Parrott was fortunate that his burns were only first and second-degree, both levels of burns that can heal.
“I was lucky,” Parrott told Breitbart News.
But many members of the U.S. military, first responders, and even civilians are not so lucky and face years of surgery and recovery, not to mention the emotional and mental struggles these injuries can inflict.
Still, Parrott did not give it much thought after his own recovery and over the course of his remaining eight years of service.
That changed when Parrott met a veteran who had suffered third-degree burns from an IED during his service in Afghanistan. The vet told Parrott how hard it was to get treatment and other support he needed.
“I’ve been through three dozen surgeries and this is as good as it gets,” the Army Ranger told Parrott.
“I was pissed,” Parrott said, adding that he tried to think of how to help his brother, but “I came up short.”
Parrott decided to channel his anger into passion for a new mission: helping burn survivors get the treatment and support they need to gain back some of the quality of life they had lost.
“I decided I could continue to serve my country away from the battlefield,” Parrott said.
In 2012, he founded Sons of the Flag, a nonprofit organization that has helped more than 1,000 burn survivors connect to medical treatment.
Omar Avila is one of them.
“I was laying there on fire,” Avila said, describing his burn injury that took place when he was deployed with the United States Army.
Avila has undergone 97 surgeries but is grateful for the support he’s received from Sons of the Flag.
Avila has now joined Sons of the Flag as its Burn Survivor Ambassador.
Army veteran and burn survivor Omar Avila meets with a young burn survivor at an event connected to Sons of the Flag. (Photo courtesy of Sons of the Flag)

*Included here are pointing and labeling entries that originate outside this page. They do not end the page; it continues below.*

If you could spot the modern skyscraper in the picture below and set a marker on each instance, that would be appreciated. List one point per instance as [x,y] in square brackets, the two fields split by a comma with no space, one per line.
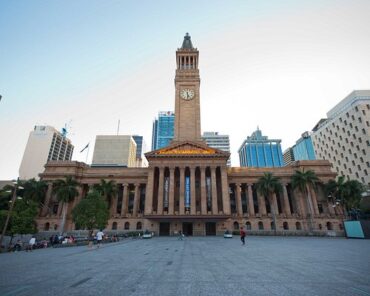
[215,140]
[303,149]
[114,151]
[45,143]
[163,129]
[344,137]
[140,150]
[288,156]
[259,151]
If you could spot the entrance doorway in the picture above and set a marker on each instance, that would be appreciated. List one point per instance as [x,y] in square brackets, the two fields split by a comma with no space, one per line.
[210,228]
[187,228]
[164,229]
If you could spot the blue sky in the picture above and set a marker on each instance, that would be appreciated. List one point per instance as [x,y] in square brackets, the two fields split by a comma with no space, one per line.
[91,63]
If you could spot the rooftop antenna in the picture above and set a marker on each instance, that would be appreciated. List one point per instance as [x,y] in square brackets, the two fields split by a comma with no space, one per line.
[118,126]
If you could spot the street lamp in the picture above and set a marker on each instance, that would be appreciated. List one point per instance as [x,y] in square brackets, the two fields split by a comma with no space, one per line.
[12,202]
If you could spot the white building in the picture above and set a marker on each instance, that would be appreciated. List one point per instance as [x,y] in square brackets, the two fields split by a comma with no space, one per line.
[44,143]
[214,140]
[344,137]
[114,151]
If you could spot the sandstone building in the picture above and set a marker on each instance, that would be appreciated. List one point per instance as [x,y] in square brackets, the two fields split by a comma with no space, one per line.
[188,186]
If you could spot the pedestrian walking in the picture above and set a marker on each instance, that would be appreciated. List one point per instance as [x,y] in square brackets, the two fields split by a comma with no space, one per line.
[31,244]
[99,237]
[242,235]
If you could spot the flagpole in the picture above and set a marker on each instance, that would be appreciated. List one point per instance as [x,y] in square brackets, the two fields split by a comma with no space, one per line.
[87,154]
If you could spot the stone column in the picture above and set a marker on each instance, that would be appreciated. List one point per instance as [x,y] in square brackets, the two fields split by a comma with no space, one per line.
[286,209]
[203,195]
[214,191]
[113,208]
[171,200]
[274,204]
[238,199]
[136,199]
[149,192]
[225,192]
[124,206]
[78,197]
[261,205]
[192,192]
[314,201]
[250,200]
[182,191]
[160,192]
[45,209]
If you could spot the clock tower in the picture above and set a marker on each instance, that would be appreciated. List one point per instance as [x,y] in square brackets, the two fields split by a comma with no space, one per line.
[187,82]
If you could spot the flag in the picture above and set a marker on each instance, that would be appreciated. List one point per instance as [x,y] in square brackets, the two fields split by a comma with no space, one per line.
[85,148]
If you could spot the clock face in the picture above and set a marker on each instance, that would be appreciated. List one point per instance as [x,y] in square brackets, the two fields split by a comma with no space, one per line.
[187,94]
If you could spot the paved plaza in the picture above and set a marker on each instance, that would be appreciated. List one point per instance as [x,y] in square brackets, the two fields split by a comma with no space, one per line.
[195,266]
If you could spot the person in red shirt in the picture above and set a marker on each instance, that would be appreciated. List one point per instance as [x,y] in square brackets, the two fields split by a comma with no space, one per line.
[242,235]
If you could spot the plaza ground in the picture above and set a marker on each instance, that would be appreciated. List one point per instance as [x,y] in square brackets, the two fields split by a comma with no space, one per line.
[196,266]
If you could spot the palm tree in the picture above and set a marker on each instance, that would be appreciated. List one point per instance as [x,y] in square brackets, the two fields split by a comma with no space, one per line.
[267,185]
[35,190]
[108,190]
[303,180]
[347,193]
[66,191]
[335,190]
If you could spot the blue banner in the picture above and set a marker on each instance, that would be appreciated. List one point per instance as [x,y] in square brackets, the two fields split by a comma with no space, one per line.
[187,192]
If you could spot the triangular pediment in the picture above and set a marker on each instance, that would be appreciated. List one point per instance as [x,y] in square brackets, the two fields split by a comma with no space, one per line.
[187,149]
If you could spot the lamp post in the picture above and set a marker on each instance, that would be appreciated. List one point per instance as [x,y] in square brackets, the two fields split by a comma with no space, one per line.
[14,197]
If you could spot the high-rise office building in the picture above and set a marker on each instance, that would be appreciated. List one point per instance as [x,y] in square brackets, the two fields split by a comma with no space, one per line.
[303,149]
[163,129]
[344,137]
[114,151]
[288,156]
[44,144]
[140,150]
[259,151]
[215,140]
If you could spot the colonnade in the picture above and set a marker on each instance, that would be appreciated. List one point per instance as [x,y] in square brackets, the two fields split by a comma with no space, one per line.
[185,190]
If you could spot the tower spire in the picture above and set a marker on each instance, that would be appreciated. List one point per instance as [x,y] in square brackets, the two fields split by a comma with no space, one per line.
[186,44]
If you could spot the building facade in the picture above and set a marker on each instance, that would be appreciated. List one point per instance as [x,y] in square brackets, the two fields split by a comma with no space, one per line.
[344,137]
[259,151]
[188,186]
[116,150]
[288,156]
[163,129]
[140,150]
[303,149]
[44,144]
[215,140]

But Parrott says the overarching goal of Sons of the Flag is greater than just connecting burn survivors with treatment. His organization is on the forefront of pushing for the same kind of research and innovation that has taken place in the prosthetics field over the past several decades.
This push is at the core of the organization’s new Mission Reconstruct Freedom initiative that will take its support for burn survivors to the next level.
As the website states:
The ultimate goal of Sons of the Flag is to accelerate the process of testing leading technologies and pushing them into circulation for immediate use. This will aid the recovery and lives of burn survivors across the nation.

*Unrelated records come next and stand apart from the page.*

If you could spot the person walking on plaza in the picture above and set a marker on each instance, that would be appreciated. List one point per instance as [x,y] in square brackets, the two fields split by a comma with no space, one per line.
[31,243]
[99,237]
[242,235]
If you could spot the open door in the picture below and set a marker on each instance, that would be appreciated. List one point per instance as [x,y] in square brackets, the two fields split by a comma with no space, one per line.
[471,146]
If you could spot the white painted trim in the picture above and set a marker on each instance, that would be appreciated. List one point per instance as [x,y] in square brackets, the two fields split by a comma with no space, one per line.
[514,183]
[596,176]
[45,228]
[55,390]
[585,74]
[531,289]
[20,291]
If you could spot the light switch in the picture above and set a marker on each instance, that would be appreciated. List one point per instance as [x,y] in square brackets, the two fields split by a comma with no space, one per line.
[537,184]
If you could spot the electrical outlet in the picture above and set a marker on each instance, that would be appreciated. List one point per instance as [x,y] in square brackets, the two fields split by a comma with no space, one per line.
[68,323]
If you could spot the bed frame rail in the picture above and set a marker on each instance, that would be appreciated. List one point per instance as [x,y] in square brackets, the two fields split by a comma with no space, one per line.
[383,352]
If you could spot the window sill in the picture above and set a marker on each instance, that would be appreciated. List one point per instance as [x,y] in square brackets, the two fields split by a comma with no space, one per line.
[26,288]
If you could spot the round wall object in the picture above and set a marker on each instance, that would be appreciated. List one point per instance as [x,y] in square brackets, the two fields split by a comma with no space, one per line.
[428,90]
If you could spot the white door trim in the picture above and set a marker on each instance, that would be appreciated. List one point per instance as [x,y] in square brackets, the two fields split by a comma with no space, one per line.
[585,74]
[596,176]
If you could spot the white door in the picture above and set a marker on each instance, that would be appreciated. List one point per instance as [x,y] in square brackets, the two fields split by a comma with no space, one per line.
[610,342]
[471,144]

We bring together passionate community leaders, pioneering physicians, experienced military service members, dedicated first responders and purposeful civilians to complete our mission.

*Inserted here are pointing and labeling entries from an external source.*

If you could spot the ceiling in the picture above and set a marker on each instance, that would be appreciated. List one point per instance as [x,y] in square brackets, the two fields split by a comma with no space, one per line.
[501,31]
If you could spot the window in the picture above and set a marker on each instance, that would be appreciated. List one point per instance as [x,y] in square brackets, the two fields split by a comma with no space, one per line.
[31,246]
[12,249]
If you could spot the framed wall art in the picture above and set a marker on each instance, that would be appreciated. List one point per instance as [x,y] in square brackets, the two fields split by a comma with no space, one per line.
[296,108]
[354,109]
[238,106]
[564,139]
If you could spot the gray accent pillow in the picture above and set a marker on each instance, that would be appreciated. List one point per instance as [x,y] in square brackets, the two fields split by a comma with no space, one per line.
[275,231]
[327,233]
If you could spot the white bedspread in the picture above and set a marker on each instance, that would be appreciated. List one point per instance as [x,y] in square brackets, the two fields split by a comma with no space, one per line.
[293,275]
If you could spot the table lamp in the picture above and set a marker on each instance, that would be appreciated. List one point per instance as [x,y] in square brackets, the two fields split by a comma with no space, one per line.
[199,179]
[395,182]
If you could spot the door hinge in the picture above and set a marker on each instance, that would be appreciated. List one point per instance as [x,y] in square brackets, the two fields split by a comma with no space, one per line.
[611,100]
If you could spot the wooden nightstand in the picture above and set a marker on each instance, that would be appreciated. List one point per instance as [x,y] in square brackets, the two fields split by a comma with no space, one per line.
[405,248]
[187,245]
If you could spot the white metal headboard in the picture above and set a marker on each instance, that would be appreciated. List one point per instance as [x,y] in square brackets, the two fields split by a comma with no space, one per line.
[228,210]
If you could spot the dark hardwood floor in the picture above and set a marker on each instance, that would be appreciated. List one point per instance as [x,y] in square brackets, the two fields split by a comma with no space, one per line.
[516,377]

The need is immense, the injuries are life-long, and our commitment is unwavering.
Bobby Halton, editor and chief of Fire Engineering Magazine, is also featured in a video posted on the Sons of the Flag website. He said that in just a few short years the organization has made great strides.
“It’s now the go-to place when someone’s been burned,” Halton said in the video.
Today, Sons of the Flag has teams in 20 states and some 1,000 volunteers, or “boots on the ground,” as Parrott calls them.
James Connor, Captain at the Little Elm Fire Department in Little Elm, Texas, says in the video that Sons of the Flag offers the best of both worlds for burn survivors.
“They bring a lot of hope,” Connor said. “And not just hope, but real resources.”